An apparatus of this type has already been developed by the Applicant and is described, in particular, in PCT International Application published under the number WO91/07662.
In summary, that apparatus comprises:
a sample module comprising a plurality of tubes containing the samples to be analyzed and carried by a rotary turntable or ring;
a reagent module comprising a rotary turntable or ring supporting tubes containing the reagent(s) used for the analyses to be performed, at least one of said reagents being in the form of magnetic particles;
a reaction module comprising a rotary turntable or ring carrying a plurality of tubes or vessels each intended to receive a determined quantity of a sample and a determined quantity of an appropriate reagent, a washing device being associated with said reaction module;
drive means for driving said modules in stepwise rotation;
means enabling the desired quantities of samples and of reagents to be conveyed to the reaction vessels or tubes;
means suitable for reading the results of reactions performed in the reaction vessels or tubes; and
a computer system for controlling the various modules and their drive means, to perform a succession of analysis cycles.

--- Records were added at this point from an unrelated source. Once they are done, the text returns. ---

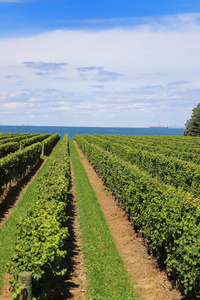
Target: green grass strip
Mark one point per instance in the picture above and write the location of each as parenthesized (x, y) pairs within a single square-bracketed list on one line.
[(106, 276), (8, 230)]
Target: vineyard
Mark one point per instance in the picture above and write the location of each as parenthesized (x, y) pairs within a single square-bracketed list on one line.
[(154, 179)]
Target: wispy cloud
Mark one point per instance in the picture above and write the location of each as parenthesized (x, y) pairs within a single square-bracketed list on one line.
[(107, 76), (88, 69), (135, 74), (45, 66)]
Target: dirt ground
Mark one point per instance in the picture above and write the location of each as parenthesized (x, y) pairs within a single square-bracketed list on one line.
[(149, 281)]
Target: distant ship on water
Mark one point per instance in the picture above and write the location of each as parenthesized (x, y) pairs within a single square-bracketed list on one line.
[(158, 126)]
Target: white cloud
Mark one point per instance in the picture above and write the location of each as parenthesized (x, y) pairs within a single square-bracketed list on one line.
[(159, 61)]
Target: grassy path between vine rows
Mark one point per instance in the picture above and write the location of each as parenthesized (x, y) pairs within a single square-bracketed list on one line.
[(149, 281), (106, 276)]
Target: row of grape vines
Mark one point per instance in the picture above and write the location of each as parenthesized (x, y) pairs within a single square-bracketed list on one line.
[(41, 233), (20, 153), (159, 192)]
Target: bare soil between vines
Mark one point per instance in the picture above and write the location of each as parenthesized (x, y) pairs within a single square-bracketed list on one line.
[(150, 282)]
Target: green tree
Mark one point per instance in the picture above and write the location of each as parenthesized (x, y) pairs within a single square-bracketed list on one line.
[(193, 125)]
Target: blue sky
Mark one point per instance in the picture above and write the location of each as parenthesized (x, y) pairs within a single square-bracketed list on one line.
[(122, 63)]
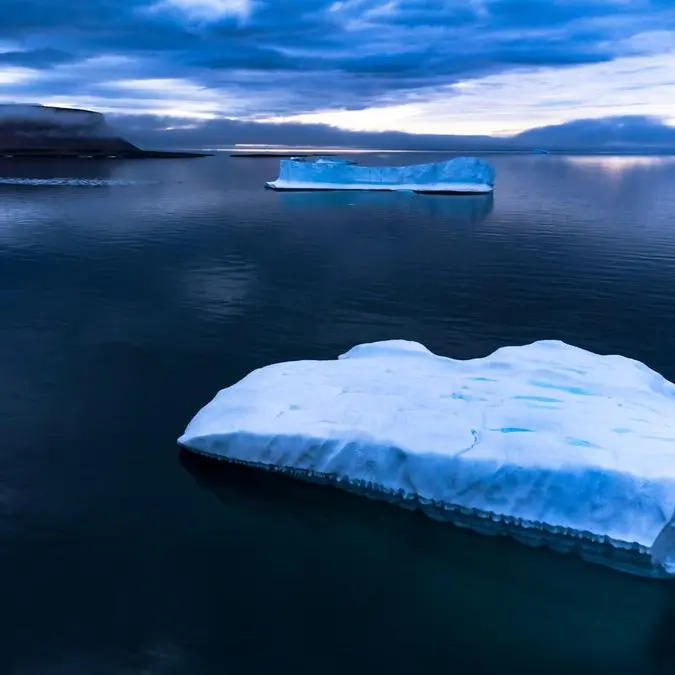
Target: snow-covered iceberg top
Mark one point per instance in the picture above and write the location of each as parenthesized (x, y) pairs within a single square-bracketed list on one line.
[(459, 175), (547, 442)]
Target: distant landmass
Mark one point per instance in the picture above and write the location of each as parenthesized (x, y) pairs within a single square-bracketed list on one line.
[(46, 131)]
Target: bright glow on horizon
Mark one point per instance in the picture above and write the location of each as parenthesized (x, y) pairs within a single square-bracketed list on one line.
[(517, 101)]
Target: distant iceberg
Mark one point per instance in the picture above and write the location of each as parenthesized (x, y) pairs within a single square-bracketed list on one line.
[(462, 175), (548, 443)]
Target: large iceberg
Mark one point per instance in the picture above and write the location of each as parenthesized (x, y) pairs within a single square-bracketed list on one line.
[(546, 442), (461, 175)]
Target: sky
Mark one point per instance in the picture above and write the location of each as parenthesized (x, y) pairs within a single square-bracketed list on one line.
[(459, 67)]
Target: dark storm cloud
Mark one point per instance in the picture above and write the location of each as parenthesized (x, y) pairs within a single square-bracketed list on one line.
[(352, 53)]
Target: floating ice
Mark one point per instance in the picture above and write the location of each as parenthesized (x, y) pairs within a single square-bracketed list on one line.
[(546, 442), (456, 176)]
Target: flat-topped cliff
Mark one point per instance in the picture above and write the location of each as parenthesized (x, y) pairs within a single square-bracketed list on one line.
[(45, 131)]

Each analysis cycle comprises a series of steps constituting at least one immunological incubation, and a series of steps constituting a developing incubation, in particular an enzymatic incubation, each step corresponding to a number of sequential positions of a reaction vessel or tube in the reaction module, the stop time of a reaction vessel or tube in any one position being constant.
The washing device associated with the reaction module serves to wash the above-mentioned magnetic particles between incubations.
That apparatus has the advantage of enabling ELISA, RIA, FIA, LIA, FPIA, CLIA, etc. techniques to be fully automated and it is particularly applicable to detecting ligands, antiligands, haptens, or any other biological or non-biological substance that may optionally be present in a single sample to be analyzed.
That apparatus also has the following advantages:
it is possible to perform random access multi-parameter assay of samples;
it is possible to obtain a high assay rate (e.g. 100 assays in 50 minutes); and
the set of reagents can be calibrated using a multi-parameter calibration agent.
In one embodiment of that apparatus, the reaction module supports four groups of 25 reaction vessels, i.e. a total of 100 vessels, and each complete operating cycle of the apparatus corresponds to processing 100 vessels, i.e. 99 assays and 1 control. At the end of each cycle, the apparatus stops and the operator needs to withdraw the four groups of 25 vessels that have been used, to replace them on the reaction module with four groups of new vessels, to withdraw the tubes containing samples whose assays have just been performed from the sample module and replace them with tubes containing new samples to be analyzed, and to key in a new work list on the control keyboard of the computer system (patient name(s), types of assays to be performed, etc.). Since the groups of vessels are fixed on the rotary turntable of the reaction module, they can be replaced only when the apparatus is fully stopped. Altogether the above operations take up about 15 minutes, thereby slowing down the operating rate of the apparatus in the long run.
In order to avoid stopping the apparatus at the end of each operating cycle, it would naturally be possible to leave the reaction vessels on the reaction module and to associate vessel-cleaning means with the module. Nevertheless, that would require the number of successive positions through which each of the reaction vessels passes to be increased, since cleaning operations must necessarily be performed in a plurality of steps, and that would increase the duration of each operating cycle of the apparatus so no time would be saved.